The former comedian apologized, but he fell as an early and high-profile conquest of the #MeToo movement. A political career that seemed destined for higher office disappeared in less than a month. Especially after other women shared times when he had shown questionable taste in comments and gestures around them.

I am not defending him against sexual misconduct, if, indeed, that is what happened, but an allegation of inappropriate contact that took place at least a decade earlier? Surely that couldn’t cost someone a valued political position? Franken admitted his lack of judgment and apologized.

Maybe if he’d denied everything, called the women unattractive, and claimed he was the target of a witch hunt, he might have been allowed to stay in office. We’ll never know.
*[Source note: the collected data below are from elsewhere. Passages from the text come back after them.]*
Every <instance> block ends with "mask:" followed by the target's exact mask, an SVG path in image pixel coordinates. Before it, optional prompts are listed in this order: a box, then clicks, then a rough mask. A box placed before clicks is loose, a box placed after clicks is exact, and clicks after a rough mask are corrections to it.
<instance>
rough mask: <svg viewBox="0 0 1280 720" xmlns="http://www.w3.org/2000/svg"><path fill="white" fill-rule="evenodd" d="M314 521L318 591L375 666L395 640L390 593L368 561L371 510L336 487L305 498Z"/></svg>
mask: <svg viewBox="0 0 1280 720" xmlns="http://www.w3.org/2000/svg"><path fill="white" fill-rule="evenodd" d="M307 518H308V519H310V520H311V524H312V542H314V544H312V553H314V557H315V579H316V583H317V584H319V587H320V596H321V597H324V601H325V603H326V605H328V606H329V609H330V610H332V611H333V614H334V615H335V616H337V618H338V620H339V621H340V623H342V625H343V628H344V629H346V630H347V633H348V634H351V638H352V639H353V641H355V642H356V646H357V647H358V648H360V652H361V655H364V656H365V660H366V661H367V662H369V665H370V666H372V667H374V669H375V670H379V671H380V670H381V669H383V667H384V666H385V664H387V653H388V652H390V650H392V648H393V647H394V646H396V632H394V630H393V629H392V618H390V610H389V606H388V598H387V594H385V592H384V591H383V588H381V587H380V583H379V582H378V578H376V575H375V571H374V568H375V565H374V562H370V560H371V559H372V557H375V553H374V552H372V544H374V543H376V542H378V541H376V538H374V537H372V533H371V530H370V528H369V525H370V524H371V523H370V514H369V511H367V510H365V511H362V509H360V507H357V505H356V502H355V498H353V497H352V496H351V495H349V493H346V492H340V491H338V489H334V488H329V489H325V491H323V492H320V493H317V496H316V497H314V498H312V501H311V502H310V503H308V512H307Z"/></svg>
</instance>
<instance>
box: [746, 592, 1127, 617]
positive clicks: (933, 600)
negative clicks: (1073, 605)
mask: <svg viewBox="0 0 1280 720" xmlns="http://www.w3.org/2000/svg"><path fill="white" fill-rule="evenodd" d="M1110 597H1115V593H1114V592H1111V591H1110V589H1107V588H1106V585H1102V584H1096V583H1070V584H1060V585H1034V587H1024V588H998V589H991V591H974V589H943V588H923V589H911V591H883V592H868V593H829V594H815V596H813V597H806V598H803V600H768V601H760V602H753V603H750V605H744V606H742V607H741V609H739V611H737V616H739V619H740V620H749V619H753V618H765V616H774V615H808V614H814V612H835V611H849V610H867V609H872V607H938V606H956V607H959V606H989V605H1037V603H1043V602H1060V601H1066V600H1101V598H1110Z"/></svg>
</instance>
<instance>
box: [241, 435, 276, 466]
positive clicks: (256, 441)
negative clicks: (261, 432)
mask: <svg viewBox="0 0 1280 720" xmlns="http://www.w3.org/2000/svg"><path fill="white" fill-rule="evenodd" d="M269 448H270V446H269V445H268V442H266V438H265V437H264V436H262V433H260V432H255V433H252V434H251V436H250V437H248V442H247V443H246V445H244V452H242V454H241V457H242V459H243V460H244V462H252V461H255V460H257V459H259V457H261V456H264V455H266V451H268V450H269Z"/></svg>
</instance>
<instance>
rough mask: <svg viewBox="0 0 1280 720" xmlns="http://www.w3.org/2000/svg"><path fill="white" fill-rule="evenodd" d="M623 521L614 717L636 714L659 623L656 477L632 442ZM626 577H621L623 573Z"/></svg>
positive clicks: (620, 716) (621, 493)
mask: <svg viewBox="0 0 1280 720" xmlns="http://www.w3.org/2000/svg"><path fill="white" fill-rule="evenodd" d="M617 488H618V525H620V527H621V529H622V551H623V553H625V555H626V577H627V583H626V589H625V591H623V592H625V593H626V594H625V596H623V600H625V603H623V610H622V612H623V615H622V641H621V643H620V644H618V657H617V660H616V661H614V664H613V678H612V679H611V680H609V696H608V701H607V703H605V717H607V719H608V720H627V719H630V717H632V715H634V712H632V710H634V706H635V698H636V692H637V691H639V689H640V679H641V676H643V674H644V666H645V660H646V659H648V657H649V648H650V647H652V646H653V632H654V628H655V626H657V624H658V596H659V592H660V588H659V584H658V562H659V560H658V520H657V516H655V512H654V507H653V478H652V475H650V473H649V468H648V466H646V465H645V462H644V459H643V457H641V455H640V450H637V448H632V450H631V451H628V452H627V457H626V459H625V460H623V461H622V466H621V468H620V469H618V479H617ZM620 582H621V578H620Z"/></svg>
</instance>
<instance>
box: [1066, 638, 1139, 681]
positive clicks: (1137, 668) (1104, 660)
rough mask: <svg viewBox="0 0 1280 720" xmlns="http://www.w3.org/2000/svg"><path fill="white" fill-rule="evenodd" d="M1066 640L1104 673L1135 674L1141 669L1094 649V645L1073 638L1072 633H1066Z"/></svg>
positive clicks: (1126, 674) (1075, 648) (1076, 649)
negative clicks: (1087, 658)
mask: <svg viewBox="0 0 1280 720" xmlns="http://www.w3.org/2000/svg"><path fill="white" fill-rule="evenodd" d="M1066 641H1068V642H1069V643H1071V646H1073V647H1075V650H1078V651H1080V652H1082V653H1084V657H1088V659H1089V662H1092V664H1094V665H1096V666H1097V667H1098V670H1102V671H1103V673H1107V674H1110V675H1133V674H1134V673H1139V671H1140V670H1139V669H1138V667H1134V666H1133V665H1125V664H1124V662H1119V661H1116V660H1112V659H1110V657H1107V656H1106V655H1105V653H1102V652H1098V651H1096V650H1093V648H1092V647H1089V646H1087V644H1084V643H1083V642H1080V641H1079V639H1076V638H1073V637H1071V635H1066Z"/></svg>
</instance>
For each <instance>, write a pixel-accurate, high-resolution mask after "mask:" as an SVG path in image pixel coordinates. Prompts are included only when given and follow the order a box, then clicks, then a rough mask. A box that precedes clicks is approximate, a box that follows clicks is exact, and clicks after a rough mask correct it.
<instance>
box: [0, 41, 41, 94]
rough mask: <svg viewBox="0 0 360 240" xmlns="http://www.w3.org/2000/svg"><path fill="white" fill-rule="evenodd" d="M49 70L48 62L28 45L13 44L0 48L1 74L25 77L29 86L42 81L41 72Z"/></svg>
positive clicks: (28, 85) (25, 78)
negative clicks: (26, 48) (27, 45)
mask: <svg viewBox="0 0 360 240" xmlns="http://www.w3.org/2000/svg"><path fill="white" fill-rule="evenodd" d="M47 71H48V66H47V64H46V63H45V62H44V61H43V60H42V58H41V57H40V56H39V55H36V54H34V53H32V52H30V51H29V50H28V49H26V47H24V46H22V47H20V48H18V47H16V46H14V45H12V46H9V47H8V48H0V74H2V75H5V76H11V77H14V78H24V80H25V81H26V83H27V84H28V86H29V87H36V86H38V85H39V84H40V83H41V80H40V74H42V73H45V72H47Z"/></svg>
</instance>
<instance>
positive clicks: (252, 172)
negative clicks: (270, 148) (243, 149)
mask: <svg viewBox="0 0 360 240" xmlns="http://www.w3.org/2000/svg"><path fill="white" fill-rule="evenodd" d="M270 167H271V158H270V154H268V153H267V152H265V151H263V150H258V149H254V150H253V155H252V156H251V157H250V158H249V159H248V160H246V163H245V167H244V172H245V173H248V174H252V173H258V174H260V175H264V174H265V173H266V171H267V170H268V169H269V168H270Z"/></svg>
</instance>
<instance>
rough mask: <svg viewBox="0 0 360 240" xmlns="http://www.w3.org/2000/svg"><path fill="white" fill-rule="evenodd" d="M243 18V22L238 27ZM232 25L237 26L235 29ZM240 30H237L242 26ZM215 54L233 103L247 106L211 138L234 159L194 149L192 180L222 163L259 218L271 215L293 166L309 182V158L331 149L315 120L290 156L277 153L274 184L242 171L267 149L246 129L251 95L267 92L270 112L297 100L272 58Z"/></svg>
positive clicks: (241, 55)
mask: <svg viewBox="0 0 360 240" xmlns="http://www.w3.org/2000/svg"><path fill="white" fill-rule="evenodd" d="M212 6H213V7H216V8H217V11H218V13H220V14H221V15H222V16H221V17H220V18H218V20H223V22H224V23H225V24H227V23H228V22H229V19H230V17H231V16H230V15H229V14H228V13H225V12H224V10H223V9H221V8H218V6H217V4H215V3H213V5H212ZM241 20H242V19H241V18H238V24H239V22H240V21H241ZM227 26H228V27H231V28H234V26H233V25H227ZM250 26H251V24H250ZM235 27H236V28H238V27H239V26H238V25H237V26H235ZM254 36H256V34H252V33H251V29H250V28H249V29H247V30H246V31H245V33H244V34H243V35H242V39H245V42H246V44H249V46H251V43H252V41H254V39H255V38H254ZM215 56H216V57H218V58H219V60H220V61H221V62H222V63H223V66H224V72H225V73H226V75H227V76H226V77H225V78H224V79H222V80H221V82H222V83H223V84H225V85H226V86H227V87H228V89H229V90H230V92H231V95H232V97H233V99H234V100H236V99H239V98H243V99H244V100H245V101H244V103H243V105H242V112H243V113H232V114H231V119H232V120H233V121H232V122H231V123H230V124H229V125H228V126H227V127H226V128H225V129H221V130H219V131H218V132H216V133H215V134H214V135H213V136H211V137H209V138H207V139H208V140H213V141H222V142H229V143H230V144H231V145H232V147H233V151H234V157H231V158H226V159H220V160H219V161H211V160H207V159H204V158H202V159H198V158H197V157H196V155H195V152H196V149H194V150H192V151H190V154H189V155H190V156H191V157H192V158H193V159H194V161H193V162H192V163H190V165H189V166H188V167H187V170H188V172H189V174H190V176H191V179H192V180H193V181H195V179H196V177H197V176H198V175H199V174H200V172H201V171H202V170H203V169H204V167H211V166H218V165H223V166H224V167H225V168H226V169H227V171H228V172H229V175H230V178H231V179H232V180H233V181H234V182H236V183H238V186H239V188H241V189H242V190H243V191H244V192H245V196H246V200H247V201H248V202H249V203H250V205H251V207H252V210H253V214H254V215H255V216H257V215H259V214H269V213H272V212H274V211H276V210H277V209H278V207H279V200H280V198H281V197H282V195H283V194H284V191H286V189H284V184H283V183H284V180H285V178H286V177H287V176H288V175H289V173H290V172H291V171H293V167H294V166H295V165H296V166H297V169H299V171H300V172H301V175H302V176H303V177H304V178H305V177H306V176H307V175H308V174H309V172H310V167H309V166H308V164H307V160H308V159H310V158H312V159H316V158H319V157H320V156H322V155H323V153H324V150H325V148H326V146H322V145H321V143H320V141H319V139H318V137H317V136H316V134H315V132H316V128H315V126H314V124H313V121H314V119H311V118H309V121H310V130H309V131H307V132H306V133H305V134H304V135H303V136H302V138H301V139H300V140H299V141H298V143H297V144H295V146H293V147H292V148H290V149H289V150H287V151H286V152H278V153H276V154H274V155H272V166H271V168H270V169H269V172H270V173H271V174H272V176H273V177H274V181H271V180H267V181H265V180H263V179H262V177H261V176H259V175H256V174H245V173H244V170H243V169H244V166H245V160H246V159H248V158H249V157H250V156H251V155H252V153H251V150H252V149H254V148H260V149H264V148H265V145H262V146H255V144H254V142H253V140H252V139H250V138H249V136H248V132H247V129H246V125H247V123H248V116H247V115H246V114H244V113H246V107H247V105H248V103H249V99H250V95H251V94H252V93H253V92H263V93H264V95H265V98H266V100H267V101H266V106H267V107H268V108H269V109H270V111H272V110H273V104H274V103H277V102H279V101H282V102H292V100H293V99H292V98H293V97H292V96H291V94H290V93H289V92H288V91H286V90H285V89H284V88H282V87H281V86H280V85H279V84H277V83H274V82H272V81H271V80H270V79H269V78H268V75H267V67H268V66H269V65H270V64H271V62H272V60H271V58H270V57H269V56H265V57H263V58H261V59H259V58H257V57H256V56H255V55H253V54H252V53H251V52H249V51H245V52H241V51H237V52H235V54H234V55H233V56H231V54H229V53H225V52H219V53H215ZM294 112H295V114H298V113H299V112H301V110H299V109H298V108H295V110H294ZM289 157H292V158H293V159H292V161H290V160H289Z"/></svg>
What we do know is the woman who led the charge to get him out of office, and the woman who succeeded him, both think he should have been allowed a formal investigation and not been hounded into resignation.

And Hillary? At the same time she was facing scrutiny over her emails, she was being dragged by the Trump campaign and the National Enquirer over her age (67!) and physical ability to serve.

According to Politico, the Enquirer quoted sources saying, “The desperate and deteriorating 67-year-old won’t make it to the White House — because she’ll be dead in six months.” That was in October 2015. We know now the Enquirer publisher was printing all of this as a favor to Trump, but a seed had been planted.

A year later, GOP and Democrat radars pinged when the perceived favorite to win the 2016 presidential election fell ill at a 9/11 commemoration. Her campaign released a doctor’s statement that she simply had pneumonia and would recover fully, which she did.

But when people already are looking for a reason, anything will suffice.

How crazy is it the same kinds of accusations are being played out again in this cycle, and much more successfully?

I hold out hope enough of the general public will support whoever gets the Democrats’ nod to take on Trump, but the Democrats’ record of supporting their own is suspect.